7. Any URL or additional information regarding plan/policy for sharing IPD? 
   Additional Information - NIL

All patients will undergo preoperative anaesthetic evaluation and will be explained about the visual analog scale (VAS) (0-10, where 0 =no pain and 10=worst imaginable pain). All patients will be kept fasting overnight and will be pre-medicated with tablet lorazepam 0.05 mg/kg and tablet ranitidine 150 mg orally the night before surgery. On the day of surgery, in the preoperative area, an intravenous line will be secured and normal saline infusion will be started. All patients will be premedicated with midazolam 2mg, metoclopramide 10 mg, and glycopyrrolate 0.2 mg intravenously half an hour before induction in the preoperative area.

 Patients will undergo single-level lumbar canal decompression, in the standard prone position on a Wilson frame, via a midline incision, under general anesthesia. After shifting to the operation theatre, standard monitoring i.e. electrocardiogram (ECG), pulse oximetry (Spo₂), noninvasive blood pressure (NIBP), end-tidal carbon dioxide (EtCO₂), and body temperature will be started and baseline vital parameters will be recorded and monitoring will be continued till extubation. General anaesthesia will be induced with fentanyl 2 µg/kg, propofol 2-3 mg/kg till loss of verbal response and tracheal intubation will be facilitated by atracurium 0.5mg/kg, intravenously. Subsequently, anaesthesia will be maintained using isoflurane achieving an end-tidal concentration of 0.9 to 1.2% in a mixture of 60% N₂O in O₂. Neuromuscular relaxation will be maintained with intermittent atracurium bolus (0.15 mg/kg every 20 minutes). Ventilation will be adjusted to maintain EtCO₂ between 30 and 35 mm Hg. Intraoperative rescue analgesia will be provided by intravenous fentanyl 0.5-1 μg/kg boluses as judged by an increase in heart rate or systolic blood pressure by more than 20% of the baseline.

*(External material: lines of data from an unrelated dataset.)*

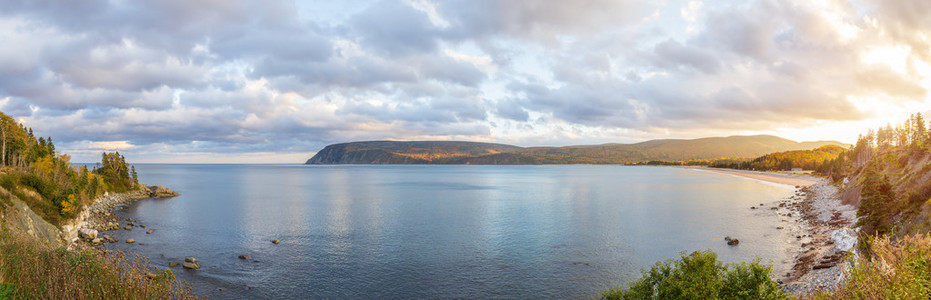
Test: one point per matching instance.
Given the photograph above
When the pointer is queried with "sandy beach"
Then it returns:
(780, 178)
(824, 232)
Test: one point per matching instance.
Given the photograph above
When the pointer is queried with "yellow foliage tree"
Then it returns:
(70, 206)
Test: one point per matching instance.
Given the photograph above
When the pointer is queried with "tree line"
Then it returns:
(31, 164)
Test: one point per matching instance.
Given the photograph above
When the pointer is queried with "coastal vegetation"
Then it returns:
(887, 174)
(696, 151)
(895, 269)
(31, 270)
(700, 275)
(784, 161)
(32, 171)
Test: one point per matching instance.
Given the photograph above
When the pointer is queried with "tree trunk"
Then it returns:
(4, 145)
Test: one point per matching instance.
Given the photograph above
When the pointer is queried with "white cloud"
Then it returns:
(268, 79)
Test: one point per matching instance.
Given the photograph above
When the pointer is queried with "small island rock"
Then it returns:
(156, 191)
(191, 263)
(731, 241)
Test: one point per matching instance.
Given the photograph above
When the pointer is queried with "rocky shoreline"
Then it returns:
(827, 236)
(98, 217)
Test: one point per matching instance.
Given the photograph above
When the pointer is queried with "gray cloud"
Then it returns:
(271, 76)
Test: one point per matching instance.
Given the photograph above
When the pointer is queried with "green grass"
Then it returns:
(893, 269)
(34, 271)
(701, 276)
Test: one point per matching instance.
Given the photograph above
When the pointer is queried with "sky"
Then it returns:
(214, 81)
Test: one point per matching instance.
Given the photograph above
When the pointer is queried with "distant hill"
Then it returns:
(785, 161)
(450, 152)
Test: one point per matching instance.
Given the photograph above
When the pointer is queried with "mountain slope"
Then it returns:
(440, 152)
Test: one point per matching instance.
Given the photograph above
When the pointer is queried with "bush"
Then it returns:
(31, 270)
(895, 269)
(701, 276)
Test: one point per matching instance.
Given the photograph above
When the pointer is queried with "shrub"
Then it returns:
(701, 276)
(31, 270)
(895, 269)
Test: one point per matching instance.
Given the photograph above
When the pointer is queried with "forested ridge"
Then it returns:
(34, 172)
(455, 152)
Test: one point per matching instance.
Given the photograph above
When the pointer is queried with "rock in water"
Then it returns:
(731, 241)
(161, 192)
(191, 263)
(87, 234)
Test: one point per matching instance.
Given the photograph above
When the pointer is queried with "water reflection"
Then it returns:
(444, 231)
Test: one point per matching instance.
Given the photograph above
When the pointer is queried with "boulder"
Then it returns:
(191, 263)
(156, 191)
(87, 234)
(731, 241)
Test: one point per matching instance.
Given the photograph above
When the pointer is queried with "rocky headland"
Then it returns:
(87, 228)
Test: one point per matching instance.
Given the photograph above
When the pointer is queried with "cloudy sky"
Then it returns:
(275, 81)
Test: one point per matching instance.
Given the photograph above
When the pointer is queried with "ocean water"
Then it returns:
(439, 232)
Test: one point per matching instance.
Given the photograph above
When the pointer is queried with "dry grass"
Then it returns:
(896, 269)
(29, 270)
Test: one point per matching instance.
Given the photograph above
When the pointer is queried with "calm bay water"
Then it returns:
(415, 232)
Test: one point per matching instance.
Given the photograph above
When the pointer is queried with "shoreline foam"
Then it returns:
(826, 230)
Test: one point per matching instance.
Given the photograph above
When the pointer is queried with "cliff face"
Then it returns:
(21, 217)
(338, 154)
(453, 152)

Patients will be divided into three groups by using computer-generated random table numbers. At the end of the surgical procedure, after securing hemostasis and before final closure, in group M, a piece of absorbable gel foam soaked in inj morphine 5 mg (0.5 ml) + 10 ml of 0.9% sodium chloride will be placed in epidural space over the paraspinal region, above the nerve roots by the surgeon. In group R gel foam was soaked in 10 mL of 0.5% ropivacaine + 0.5 ml of 0.9% sodium chloride in epidural space and in group MR: Gelfoam soaked in inj morphine 5 mg (0.5 ml) + 10 mL of 0.5% ropivacaine in epidural space. After placing the gel foam, the drug solution will be allowed to remain in the wound for a contact time of 60 seconds. Thereafter, the wound will be closed in layers without mopping or suctioning.

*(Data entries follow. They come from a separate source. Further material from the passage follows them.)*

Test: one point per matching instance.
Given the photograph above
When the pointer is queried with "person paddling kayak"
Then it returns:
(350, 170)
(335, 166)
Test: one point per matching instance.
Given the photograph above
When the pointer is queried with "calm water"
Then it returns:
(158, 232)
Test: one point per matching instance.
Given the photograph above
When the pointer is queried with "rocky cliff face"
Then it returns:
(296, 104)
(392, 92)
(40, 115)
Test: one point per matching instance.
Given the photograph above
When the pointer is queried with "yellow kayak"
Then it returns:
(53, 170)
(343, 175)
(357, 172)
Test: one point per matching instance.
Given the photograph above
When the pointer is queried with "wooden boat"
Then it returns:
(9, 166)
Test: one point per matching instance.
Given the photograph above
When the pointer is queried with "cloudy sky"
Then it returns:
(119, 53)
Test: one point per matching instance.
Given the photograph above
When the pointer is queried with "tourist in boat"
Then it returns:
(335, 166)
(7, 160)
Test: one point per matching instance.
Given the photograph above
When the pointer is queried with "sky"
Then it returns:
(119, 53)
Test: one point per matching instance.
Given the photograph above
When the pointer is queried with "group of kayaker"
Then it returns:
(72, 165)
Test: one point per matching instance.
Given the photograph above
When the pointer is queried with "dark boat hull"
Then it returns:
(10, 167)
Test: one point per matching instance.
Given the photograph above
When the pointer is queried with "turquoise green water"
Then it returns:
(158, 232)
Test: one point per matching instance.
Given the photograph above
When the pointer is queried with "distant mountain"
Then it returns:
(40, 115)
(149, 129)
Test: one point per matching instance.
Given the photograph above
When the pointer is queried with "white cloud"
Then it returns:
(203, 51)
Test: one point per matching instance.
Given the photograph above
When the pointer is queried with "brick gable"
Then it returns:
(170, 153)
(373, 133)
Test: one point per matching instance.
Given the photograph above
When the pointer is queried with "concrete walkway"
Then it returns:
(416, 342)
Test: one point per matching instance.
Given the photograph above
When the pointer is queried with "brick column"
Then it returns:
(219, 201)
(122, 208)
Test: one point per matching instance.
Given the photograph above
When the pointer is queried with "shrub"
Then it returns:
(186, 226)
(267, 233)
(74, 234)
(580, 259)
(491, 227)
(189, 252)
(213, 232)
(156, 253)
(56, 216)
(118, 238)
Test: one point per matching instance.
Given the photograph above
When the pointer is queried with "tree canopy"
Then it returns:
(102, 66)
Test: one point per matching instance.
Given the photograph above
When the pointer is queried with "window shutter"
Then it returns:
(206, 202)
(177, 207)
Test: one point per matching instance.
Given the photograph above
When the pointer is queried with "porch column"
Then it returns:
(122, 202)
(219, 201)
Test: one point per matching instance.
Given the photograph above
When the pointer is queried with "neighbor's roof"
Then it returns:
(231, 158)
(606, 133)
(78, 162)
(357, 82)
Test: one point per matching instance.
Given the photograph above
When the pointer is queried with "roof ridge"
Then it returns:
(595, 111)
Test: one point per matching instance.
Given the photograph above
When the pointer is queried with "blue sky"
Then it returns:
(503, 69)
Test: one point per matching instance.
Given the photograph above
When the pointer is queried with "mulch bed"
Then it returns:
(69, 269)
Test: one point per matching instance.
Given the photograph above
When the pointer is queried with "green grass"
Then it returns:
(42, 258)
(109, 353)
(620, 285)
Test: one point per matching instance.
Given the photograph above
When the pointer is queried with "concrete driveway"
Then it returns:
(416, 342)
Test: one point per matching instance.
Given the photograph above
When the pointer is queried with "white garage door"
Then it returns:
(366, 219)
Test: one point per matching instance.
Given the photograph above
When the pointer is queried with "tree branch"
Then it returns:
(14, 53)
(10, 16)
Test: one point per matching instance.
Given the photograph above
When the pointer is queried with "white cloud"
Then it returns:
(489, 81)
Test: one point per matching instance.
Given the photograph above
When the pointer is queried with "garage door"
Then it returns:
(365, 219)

All patients will be given inj ondansetron 0.1mg/kg prophylactically 30 minutes before reversal. At the end of surgery, patients will be turned supine and residual neuromuscular blockade will be reversed with i.v. neostigmine 50 µg.kg^-1 and glycopyrrolate 10 µg.kg^-1 and the trachea will be extubated when the patient is fully awake and breathing adequately and will be shifted to post anaesthesia care unit (PACU).